With・・

第3章〜Blue rain〜

 
 若菜と離れてから一週間以上が過ぎた。
 だが、未だに若菜からの電話は掛かって来なかった。
 それが若菜が本当に大丈夫なのか……
 それとも辛くても我慢しているのか……本当の理由は解らないままだった。
 そして紫音も何とか時間を見つけて連絡を入れているのだが、夜遅かったり、また、昼休みの空いた時間などで中々若菜が居る時間にかけられず、留守番電話にメッセージを入れる事しか出来ないでいた……。

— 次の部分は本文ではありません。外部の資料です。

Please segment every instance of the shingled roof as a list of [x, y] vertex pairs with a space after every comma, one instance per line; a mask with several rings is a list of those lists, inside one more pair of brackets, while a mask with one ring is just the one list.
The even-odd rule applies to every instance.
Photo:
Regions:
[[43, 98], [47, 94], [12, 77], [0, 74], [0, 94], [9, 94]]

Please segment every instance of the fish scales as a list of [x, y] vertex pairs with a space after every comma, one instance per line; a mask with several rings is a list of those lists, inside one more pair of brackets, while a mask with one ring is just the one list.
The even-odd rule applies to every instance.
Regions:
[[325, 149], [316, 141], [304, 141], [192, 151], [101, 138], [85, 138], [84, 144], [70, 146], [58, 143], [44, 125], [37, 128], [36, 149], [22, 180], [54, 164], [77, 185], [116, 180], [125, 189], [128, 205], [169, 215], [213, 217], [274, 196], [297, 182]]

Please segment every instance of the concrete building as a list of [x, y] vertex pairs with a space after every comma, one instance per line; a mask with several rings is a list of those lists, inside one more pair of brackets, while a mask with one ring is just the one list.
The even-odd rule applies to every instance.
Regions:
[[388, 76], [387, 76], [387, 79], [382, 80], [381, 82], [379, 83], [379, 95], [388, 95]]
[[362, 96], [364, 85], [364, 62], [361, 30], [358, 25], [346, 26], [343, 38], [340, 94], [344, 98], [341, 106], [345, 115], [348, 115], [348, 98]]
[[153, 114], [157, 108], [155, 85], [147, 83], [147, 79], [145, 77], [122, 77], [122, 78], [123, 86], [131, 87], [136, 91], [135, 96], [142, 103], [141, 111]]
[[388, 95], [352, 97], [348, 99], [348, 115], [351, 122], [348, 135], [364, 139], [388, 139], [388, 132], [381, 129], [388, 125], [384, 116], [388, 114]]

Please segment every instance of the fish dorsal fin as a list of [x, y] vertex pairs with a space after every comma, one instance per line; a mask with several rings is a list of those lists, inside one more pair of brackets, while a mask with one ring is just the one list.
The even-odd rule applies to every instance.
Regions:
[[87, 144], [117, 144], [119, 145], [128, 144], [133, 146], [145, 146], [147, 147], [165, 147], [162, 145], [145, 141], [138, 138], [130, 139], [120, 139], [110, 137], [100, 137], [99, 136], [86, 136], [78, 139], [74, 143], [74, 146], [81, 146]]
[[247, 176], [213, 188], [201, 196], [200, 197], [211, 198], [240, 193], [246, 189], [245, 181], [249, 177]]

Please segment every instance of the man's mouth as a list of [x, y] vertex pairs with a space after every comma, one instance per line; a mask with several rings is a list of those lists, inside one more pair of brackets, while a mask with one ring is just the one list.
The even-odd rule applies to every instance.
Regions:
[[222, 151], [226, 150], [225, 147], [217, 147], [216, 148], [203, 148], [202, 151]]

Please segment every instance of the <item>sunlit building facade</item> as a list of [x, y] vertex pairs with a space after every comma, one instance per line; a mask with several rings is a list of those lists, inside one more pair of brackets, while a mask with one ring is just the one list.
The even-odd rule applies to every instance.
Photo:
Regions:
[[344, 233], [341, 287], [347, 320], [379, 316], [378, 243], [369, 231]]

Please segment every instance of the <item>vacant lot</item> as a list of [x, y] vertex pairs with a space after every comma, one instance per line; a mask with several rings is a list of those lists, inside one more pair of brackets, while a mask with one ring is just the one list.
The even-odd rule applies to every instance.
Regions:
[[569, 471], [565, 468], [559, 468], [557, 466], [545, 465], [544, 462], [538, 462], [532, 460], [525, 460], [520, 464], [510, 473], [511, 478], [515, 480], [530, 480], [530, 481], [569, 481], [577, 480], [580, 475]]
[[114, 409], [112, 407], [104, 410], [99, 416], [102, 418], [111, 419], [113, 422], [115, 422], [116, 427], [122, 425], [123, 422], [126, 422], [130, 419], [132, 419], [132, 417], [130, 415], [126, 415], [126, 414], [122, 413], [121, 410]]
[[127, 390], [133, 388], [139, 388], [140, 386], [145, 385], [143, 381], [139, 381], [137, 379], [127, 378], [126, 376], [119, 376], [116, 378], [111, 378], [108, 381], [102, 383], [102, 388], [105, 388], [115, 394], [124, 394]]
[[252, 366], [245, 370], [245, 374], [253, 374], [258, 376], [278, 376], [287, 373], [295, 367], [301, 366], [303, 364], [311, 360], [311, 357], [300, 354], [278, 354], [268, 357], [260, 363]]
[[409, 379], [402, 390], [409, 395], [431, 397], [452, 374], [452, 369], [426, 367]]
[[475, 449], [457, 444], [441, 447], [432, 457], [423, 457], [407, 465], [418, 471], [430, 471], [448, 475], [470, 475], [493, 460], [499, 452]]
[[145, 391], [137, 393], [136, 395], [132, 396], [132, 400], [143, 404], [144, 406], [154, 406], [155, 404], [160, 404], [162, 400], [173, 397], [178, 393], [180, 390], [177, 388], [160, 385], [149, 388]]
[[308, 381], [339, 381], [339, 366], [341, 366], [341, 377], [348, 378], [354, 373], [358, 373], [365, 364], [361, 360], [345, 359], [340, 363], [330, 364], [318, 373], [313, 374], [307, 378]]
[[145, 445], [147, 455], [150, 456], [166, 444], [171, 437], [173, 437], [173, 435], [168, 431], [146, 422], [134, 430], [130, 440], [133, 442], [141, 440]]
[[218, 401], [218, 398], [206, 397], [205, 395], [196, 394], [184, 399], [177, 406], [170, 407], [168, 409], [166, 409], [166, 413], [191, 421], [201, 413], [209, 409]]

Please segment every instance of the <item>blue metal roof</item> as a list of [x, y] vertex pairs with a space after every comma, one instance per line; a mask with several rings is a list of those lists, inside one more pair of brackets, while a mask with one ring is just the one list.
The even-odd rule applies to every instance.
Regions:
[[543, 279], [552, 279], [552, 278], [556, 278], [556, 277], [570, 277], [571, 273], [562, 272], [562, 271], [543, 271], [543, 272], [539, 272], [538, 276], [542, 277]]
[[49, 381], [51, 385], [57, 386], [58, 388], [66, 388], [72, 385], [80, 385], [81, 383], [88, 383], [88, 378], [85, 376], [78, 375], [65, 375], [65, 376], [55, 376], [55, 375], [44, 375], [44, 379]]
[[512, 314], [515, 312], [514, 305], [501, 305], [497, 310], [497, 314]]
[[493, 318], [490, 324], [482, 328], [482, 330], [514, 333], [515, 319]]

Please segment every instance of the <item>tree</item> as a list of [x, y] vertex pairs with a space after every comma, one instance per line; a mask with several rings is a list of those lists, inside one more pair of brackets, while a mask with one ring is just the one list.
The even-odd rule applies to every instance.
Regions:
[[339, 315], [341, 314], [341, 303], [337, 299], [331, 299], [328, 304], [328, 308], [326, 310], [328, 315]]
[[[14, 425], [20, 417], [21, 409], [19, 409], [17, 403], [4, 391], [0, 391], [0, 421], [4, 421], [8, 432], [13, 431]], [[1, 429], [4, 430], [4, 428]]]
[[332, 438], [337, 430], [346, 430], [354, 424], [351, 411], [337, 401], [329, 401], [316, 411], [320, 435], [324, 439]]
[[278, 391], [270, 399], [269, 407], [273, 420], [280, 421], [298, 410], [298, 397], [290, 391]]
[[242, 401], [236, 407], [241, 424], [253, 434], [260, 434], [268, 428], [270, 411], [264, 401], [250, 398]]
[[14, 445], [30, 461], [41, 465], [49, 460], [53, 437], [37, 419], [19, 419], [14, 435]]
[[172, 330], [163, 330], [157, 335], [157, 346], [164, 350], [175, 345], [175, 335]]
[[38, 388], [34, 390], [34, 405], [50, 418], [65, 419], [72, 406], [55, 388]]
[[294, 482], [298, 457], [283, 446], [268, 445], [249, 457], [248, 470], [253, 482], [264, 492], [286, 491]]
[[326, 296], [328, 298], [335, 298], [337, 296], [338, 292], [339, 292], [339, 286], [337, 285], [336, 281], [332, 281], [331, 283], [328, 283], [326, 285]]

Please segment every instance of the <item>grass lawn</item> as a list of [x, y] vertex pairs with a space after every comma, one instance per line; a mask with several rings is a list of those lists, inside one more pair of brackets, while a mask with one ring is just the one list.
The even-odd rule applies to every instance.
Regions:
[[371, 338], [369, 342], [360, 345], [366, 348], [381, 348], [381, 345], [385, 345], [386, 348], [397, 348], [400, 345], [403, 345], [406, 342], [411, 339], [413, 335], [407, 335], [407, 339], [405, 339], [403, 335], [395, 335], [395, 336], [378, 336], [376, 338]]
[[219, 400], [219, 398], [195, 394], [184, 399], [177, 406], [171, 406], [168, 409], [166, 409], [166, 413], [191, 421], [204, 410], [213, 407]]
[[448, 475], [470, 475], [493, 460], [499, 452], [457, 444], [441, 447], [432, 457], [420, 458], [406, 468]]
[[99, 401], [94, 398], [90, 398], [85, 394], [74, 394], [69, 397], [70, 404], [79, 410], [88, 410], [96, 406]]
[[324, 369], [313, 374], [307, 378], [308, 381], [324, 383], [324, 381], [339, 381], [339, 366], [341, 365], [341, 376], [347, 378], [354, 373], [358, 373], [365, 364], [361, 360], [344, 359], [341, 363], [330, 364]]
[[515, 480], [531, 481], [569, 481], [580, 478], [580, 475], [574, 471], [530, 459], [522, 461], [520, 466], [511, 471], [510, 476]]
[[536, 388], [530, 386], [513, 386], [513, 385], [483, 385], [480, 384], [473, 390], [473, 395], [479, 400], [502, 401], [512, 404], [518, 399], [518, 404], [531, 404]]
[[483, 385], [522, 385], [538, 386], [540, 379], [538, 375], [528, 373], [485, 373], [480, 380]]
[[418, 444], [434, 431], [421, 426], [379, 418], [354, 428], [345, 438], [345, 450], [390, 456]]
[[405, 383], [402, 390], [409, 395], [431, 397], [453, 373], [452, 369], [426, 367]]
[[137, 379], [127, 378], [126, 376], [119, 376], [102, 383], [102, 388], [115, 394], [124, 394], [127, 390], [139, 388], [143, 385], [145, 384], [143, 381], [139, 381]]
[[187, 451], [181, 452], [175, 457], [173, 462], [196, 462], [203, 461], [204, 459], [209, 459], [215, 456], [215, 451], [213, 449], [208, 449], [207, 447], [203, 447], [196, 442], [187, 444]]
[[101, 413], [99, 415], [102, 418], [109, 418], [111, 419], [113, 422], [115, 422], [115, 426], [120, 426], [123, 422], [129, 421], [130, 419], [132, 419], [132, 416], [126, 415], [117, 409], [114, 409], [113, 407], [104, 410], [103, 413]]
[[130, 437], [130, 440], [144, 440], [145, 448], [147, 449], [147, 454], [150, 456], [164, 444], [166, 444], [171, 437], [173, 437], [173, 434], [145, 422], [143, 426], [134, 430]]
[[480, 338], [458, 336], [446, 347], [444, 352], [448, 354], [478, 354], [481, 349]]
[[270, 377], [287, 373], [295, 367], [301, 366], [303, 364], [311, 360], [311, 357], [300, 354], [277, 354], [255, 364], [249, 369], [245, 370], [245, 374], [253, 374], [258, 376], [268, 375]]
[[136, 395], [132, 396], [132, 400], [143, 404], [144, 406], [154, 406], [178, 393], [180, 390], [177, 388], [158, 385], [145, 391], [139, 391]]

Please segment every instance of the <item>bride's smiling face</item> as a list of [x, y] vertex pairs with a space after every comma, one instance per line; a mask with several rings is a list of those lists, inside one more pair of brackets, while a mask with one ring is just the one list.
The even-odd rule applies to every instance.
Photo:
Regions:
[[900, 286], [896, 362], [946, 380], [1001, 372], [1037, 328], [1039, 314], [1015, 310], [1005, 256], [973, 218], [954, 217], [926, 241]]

「それじゃあ今日の講義はここまで。今度の講義までに今日の講義のレポートを提出するように……。」
 教授の言葉が言い終わらないうちに、生徒達は席を立ち、講堂を後にしていった。
「はあ・……終わった…。」
 紫音はそう言って溜息を付くと、ゆっくりと席を立った。
「さて……昼飯どうしようかな…。」
 そう呟きながら講堂を後にした紫音は、廊下を重い足取りで歩き始めた。
 いつもなら学校に来る途中のコンビニで、パンとおにぎりを買って済ませているのだが今日は少し寝坊してしまい、コンビニに寄らずに大学に来ていたのだ。
「……学食行って見るかな、たまには…。」
 そう呟くと紫音は、学食の方へと足を進ませていった。

(思ったよりは混んでないな・・)
 学食の中に入った紫音は、周りを見渡しながらそう思った。
 カフェテラス風の学食の中は、学生達で賑わっていたが混雑している程では無く、空いている席も幾つか見受けられた。
「さて……何食べるかな…。」
 そう言いながら券売機の前に立った紫音は、そのボタンに書かれているメニューを見ていた。
「う〜〜ん…何食べようかな〜〜〜〜。」
 その横で、紫音と同じく昼食のメニューを見ながら悩んでる声が聞こえた。
「ん?・・」
 紫音はふとその声の主を見て、思わず唖然としてしまった。
「昨日はカレーだったし…、一昨日はAランチだったから…。」
「……おい。」
 紫音はその人物に向かって声をかけた。
「今日はシチューにしようかな〜…。あ、でもこのエビフライ定食も捨てがたいなあ〜〜。」
 その人物は、紫音の声が聞こえないのかまだメニューを見て迷っていた。
「おい…。」
「う〜〜〜〜〜〜ん……。ようし、今日はやっぱりAランチにしようっと。」
「おい・……。」
「ん?・・あ、紫音君、やっほ〜〜〜〜。」
 紫音の声がようやく聞こえたらしく、その人物は紫音の方を向いてにっこりと手を振った。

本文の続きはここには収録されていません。